Hunger wages: Almost one million Greeks earn €200 to €500 per month in the country’s private sector, the annual report on Greece’s Employment and Economy of private sector union umbrella GSEE Labor Institute revealed on Wednesday.
According to the report, 571,000 Greeks, about 1/5 of workers in the private sector, are paid with less than 500 euros, while 251,000 employees are paid with less than 250 euros.
Comparing wages for private sector employees in the years 2010 -when the crisis started- with 2018, the report states that employees lost 28% of their wages.
In 2010, the average monthly average earnings amounted to € 1,247 while in 2018 they had fallen to € 898, thus indicating that wage reductions of that 8 years exceeded 28% according to its report GSEE.
From 2010 to the end of 2018, the number of those paid by up to 250 euros (64,000 in 2010, 190,927 in 2015 and 251,020 in 2018) has almost quadrupled, while the number of those receiving 500-600 euros has grown threefold.
In 2010, the average full-time earnings in full-time employment were € 1,394 and in 2018 it was
€ 1,111, while in part-time employment wages were €562 in 2010 and € 375 in 2018.
A part-time worker was paid in less than half in hourly work in relation to a full-time worker in 2018.
Looking at the remuneration of private sector workers in 2018 on the basis of EMF data, the GSEE report states that out of a total of 2,396,602 employees, the average annual earnings amount to 898.59 euros.
29% of the employees in the private sector -696.825 persons- workers had part-time employment with an average salary of 375.53 euro, while 71% -1.702.675 workers – had a full-time work contract with an average salary of 1,111.09 euro.
The cost for each work dismissal to the unemployed is 8,126 euros, which corresponds to 50% of the average net income from work.
As a result, an unemployed person in Greece during the first year of unemployment receives a proportionally reduced income of 33% compared to what he would receive on average in another OECD country.
The report also states that despite the relative balancing of the fiscal policy mix, the country’s fiscal adjustment was based on the increase in tax revenues in 2018.
The Indirect – Direct Tax ratio, albeit reduced compared to 2017, was at the General Government level at a height of 1.68.
From 2014 onwards, indicators of poverty and economic inequality are improving. For example, the Poverty and Social Exclusion Index shows a steady decline of three consecutive from 36% in 2014 to 34.8% in 2017. However, the position of women and migrants is not improving.
According to the GSEE report:
-In the year 2018 the social benefits were reduced by € 130 million. Compared to 2009, social benefits have fallen by 21.7%.

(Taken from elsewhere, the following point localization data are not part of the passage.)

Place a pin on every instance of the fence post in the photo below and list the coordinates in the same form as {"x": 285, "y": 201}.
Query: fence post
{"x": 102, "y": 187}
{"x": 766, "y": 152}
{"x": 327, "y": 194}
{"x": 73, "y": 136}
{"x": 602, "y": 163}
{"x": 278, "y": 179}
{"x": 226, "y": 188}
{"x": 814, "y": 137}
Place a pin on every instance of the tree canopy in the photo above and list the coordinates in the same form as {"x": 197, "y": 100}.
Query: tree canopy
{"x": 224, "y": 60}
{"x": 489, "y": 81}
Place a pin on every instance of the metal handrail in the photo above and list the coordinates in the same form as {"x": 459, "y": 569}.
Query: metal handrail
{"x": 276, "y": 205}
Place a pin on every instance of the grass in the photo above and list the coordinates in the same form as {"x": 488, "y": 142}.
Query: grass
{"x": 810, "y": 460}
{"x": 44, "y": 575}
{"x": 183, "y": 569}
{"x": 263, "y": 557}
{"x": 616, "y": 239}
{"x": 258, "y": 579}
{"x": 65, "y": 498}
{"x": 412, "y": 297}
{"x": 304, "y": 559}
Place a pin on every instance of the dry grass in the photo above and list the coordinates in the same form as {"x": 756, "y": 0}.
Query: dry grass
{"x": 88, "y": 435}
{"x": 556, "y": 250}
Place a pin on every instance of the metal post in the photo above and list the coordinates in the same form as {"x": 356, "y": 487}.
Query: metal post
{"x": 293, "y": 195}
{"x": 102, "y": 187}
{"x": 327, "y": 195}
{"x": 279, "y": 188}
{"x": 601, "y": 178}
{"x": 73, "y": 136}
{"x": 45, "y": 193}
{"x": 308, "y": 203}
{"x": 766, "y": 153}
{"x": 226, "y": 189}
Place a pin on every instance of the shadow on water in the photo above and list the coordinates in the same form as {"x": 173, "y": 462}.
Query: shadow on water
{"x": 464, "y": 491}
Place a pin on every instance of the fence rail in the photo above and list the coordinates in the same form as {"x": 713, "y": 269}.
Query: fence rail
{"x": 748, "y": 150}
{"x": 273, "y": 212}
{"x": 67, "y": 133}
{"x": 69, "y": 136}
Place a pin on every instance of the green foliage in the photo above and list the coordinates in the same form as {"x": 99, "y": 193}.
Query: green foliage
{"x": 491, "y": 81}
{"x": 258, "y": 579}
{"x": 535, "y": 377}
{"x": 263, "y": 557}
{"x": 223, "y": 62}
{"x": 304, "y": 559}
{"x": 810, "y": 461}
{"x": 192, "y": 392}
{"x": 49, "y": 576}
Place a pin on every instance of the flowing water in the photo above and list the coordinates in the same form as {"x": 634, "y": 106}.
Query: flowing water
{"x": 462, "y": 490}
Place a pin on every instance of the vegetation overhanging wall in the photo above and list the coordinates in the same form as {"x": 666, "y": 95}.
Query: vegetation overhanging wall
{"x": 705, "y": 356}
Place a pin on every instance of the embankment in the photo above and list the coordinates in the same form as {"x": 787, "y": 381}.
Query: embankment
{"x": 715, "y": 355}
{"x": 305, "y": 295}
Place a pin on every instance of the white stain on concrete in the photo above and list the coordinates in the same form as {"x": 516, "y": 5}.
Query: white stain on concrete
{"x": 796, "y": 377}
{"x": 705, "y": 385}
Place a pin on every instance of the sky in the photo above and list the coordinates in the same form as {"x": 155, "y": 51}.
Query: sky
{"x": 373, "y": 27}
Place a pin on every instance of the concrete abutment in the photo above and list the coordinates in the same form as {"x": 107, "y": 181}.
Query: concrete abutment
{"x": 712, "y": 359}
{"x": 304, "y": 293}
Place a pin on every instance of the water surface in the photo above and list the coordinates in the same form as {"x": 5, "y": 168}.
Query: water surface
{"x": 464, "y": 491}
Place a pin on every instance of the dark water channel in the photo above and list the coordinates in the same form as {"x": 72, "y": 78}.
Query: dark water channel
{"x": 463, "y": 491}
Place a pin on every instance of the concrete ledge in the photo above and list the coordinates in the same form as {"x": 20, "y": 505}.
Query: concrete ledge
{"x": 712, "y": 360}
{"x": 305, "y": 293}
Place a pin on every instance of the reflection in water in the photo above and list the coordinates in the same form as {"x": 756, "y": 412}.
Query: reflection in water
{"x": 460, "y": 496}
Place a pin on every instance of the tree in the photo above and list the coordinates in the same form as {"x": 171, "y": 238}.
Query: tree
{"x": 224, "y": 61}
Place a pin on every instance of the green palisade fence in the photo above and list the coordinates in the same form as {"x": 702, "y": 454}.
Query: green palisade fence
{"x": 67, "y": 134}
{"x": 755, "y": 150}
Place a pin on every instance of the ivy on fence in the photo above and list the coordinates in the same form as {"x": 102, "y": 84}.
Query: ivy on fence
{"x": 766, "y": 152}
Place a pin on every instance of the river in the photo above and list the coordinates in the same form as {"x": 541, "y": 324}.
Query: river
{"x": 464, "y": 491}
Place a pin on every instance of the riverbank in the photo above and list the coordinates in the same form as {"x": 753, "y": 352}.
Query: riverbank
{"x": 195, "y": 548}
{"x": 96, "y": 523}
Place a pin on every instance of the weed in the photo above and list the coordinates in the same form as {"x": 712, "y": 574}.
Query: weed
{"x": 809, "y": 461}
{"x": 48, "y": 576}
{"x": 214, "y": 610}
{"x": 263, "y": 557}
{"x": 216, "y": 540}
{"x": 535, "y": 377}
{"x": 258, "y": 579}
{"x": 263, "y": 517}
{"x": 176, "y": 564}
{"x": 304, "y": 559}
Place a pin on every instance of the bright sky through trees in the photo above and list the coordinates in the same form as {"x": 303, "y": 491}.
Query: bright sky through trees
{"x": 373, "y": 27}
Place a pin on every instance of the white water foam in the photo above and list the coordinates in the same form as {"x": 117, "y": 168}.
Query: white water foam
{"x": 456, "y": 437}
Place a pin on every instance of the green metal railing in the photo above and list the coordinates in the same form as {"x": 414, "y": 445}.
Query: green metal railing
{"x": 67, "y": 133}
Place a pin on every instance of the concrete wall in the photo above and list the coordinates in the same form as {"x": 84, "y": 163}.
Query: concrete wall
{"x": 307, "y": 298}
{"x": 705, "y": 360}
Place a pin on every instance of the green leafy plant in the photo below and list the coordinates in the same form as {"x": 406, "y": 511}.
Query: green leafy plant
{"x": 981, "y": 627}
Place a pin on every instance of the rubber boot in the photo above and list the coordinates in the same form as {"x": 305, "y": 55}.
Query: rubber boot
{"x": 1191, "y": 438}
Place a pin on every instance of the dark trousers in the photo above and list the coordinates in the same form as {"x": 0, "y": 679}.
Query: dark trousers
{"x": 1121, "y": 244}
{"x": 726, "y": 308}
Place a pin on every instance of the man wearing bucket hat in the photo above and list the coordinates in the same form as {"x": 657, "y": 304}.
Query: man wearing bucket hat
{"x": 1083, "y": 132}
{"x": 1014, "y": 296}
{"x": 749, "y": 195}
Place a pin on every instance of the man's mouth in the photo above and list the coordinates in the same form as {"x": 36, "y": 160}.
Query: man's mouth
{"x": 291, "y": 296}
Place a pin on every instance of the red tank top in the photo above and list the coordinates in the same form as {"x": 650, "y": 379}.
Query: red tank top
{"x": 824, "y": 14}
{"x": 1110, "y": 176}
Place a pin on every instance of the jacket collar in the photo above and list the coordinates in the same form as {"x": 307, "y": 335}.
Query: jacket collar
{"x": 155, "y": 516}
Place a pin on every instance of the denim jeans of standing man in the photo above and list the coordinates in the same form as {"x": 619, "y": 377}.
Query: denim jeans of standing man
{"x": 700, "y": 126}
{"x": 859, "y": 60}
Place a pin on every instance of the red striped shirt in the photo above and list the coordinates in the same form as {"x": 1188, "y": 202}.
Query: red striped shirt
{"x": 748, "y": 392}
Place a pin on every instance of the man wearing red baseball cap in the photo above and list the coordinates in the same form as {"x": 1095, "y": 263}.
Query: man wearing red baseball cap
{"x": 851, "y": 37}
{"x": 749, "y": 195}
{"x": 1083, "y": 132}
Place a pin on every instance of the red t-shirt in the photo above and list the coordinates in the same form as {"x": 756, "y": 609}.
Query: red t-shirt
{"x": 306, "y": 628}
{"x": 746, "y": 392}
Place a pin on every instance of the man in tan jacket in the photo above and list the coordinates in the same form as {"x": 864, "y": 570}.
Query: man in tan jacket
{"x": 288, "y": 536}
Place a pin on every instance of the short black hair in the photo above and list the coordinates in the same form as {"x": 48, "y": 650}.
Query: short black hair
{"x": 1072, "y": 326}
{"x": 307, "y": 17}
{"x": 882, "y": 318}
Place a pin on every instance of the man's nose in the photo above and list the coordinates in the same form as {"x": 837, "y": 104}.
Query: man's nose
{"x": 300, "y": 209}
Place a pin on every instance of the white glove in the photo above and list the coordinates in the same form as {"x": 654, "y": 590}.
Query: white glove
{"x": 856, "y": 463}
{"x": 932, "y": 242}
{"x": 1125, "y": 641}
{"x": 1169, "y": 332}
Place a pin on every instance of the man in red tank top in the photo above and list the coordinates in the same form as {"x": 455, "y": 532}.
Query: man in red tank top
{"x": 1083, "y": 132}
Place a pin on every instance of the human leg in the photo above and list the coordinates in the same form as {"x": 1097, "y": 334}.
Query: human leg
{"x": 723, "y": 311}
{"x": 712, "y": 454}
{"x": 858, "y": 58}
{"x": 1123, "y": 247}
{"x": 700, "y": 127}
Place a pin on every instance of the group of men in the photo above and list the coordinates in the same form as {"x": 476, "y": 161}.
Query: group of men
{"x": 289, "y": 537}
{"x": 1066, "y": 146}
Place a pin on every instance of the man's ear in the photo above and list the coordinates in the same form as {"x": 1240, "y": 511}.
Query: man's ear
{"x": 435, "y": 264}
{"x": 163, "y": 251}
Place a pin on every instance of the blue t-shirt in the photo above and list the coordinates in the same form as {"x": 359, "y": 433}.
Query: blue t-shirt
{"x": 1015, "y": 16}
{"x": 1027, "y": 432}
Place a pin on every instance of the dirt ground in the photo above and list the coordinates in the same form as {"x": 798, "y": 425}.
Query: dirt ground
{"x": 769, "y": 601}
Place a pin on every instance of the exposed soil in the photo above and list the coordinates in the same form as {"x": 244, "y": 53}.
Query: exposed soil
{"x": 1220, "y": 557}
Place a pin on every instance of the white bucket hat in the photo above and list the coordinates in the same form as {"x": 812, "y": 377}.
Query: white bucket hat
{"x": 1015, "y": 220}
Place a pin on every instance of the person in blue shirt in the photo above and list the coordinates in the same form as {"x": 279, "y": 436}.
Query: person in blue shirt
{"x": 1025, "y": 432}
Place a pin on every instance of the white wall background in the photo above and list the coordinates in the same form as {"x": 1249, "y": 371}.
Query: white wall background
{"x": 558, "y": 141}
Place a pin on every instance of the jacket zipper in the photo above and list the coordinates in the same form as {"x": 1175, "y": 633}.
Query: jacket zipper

– Austerity and overpowering policies have heavily burdened households’ adjusted gross disposable income, which declined by 33.7% in 2009-2017, disrupting the macroeconomic and financial cohesion of the economy.
– The financial position of households is particularly fragile due to negative new savings and low income levels in relation to their debt obligations. Given the dependence of the dynamics of the economy on domestic consumption, the financial situation of households limits the expectations of growth dynamics of the economy.
– Empirical assessments confirm the firm position of INE GSEE that the PDO policies pursued did not trigger structural and technological transformations that would contribute to the substantial upgrading of the domestic production model. On the contrary, wage compression and the deregulation of the labor market favored the development of low-tech activities.
After reading this article only a complete idiot could afirm that it has been worth it for Greece to have stayed with the euro.
As the economist Wynne Godley in 1992 warned https://www.lrb.co.uk/v14/n19/wynne-godley/maastricht-and-all-that
“What happens if a whole country – a potential ‘region’ in a fully integrated community – suffers a structural setback? So long as it is a sovereign state, it can devalue its currency….. With an economic and monetary union, this recourse is obviously barred, and its prospect is grave indeed unless federal budgeting arrangements are made which fulfil a redistributive role.
If a country or region has no power to devalue, AND if it is not the beneficiary of a system of fiscal equalisation, then there is nothing to stop it suffering a process of cumulative and terminal decline leading, in the end, to emigration as the only alternative to poverty or starvation.”